Los candidatos a examen
El mes que viene se celebran elecciones en todos los municipios y en la mayoría de Comunidades Autónomas de España. Proliferarán aún más, si cabe, en los espacios Informativos de todos los canales de comunicación la referencia a los discursos políticos que se vayan produciendo. Los distintos candidatos intentarán atraer el voto de los electores haciendo uso de las herramientas de que dispongan y sus dotes oratorias. Es por ello que me ha parecido interesante reproducir buena parte de un artículo de Manuel Casado Velarde (*) cuando era profesor de Redacción periodística y Decano de la Facultad de Ciencias de la Información de la Universidad de Navarra hablando de oratoria, retórica y persuasión. «Para muchas personas, las palabras "retórica y persuasión publicitaria" presentan sospechas de estar directamente emparentadas con estratagemas sofísticas. Afortunadamente ese prejuicio es falso. Porque, de ser cierto, sería muy difícil encontrar una persona honrada. En efecto, puede decirse que todos los hombres estamos con gran frecuencia ocupados en persuadir a otros de que piensen o actúen de la manera que a nosotros nos parece más acertada y deseable. Todos, inconscientemente, usamos de cierta retórica infusa. Vivimos defendiendo y objetando puntos de vista, y tratando de convencer a otros. «Rara es la persona –escribe el filósofo Mortimer Jerome Adler- que puede evitar por completo la actividad persuasiva. La mayoría estamos ocupados en esa actividad diariamente, casi todo el tiempo» (1).
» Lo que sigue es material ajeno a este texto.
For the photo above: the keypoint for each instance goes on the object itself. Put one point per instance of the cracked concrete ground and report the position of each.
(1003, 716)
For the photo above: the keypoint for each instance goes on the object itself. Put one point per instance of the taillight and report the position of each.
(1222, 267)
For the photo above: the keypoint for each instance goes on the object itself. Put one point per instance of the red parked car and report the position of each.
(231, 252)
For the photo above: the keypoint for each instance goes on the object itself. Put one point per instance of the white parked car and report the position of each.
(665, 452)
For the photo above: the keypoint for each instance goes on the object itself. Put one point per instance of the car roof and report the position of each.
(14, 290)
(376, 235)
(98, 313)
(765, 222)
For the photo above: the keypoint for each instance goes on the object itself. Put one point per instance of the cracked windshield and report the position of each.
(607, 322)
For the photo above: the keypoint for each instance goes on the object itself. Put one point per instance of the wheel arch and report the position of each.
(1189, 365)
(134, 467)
Desde la antigüedad clásica, la actividad persuasiva comenzó a regularse mediante el arte de la retórica... Pero ya en la Grecia clásica se empezaron a producir también las primeras perversiones de la retórica, conocidas con el nombre genérico de sofística. Como toda técnica, la del manejo del lenguaje puede usarse para fines benéficos o maléficos, para defender la verdad o para imponer la mentira. Los sofistas consideraban justificado cualquier medio con tal de conseguir el fin perseguido: triunfar frente al adversario…
Aristóteles dejó establecidas en la Retórica las tres tácticas principales
que hay que emplear si se quiere persuadir con éxito: ethos, pathos y logos.
La palabra griega ethos significa carácter de una persona. La determinación de quién es el que trata de persuadir es siempre previa a todo intento persuasivo. El que intenta persuadir quiere aparecer como la persona más adecuada para la finalidad que persigue. Para la audiencia a la que se dirige debe ser el que mejor conoce aquello de lo que se trata con el fin de que se pueda confiar en él por su prestigio. Sólo cuando uno se ha ganado el respeto y la confianza de los destinatarios de un determinado mensaje, tiene posibilidad de convencerles. Y esa credibilidad se logra, según Aristóteles, «cuando el discurso se dice de tal manera que hace digno de fe al que lo dice, pues a las personas decentes las creemos más y antes»...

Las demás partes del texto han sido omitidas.